The second of two Department of Energy reports on the impact of LNG exports on the US economy was published last week by NERA. These reports focus on macroeconomic impacts that do little to guarantee the investment returns of the 15 projects awaiting approval. Today we dig into the pricing mechanisms that have to work for buyers and sellers before these terminals can lock in the throughput they need to justify their investment.
First a quick refresh on the basics on LNG or liquefied natural gas. The process of liquefaction lowers the temperature of dry natural gas to -2630 Fahrenheit causing it to liquefy. In its liquid state 600 standard cubic feet of natural gas take up only 1 cubic foot of space, making it economical to transport between continents in specially designed ocean tanker ships. Known as “trains”, large scale liquefaction plants are seriously huge investments costing anywhere from $2-$8 Billion (MIT estimate). In previous RBN Energy blogs we looked at the project economics of the 15 United States LNG export projects awaiting DOE approval (see Export Boom or Import Echo) as well as the 3 proposed Canadian West Coast projects (see Lonely Gas Surplus Seeks Long Term Overseas Relationship).
The DOE Reports
Why did the Department of Energy (DOE) commission reports about the impact of LNG exports? The DOE has the authority to approve LNG exports to non Free Trade Agreement (FTA) countries. Since the main LNG demand is from non-FTA countries, the development of US LNG exports is contingent on DOE approval. That approval has so far only been granted to one terminal in the US – the Cheniere Sabine Pass project that is expected to go online in 2015. Before approving more LNG exports, DOE awaits comments on two reports designed to identify the impact of LNG exports on the US economy.
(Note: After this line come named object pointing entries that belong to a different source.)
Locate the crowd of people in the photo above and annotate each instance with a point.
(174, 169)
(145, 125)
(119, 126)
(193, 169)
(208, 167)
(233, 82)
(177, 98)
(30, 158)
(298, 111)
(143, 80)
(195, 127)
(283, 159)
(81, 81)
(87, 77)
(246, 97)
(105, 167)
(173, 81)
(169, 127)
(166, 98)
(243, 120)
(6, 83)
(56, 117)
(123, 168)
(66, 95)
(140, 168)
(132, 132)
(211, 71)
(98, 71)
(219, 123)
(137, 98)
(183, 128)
The first of these reports was produced by the DOE’s own Energy Information Administration (EIA) in January 2012. The EIA report (copy here) looked at various scenarios for increasing LNG exports and basically concluded that natural gas prices would increase as a result, along with natural gas production to meet the increased demand. The publication of a second report, commissioned by the DOE from the NERA consulting group (copy here) was delayed until December 3, 2012 – most likely because of the Presidential election. The NERA report included more in-depth modeling of the impact of various LNG export scenarios (63 of them to be precise) on the demand for LNG as well as the net impact on the US economy. NERA concluded that LNG exports are good for the US economy in all circumstances – meaning that those sectors of the economy that suffer due to higher energy costs are outweighed by the general good caused by higher exports (e.g. from reduced balance of payments, higher natural gas employment etc). NERA also concluded that natural gas prices in the US would only increase so long as LNG exports remained competitive. In other words, once US gas prices make LNG exports too expensive then those exports will decline. Commentators have generally perceived the NERA report to be favorable to DOE approval of exports.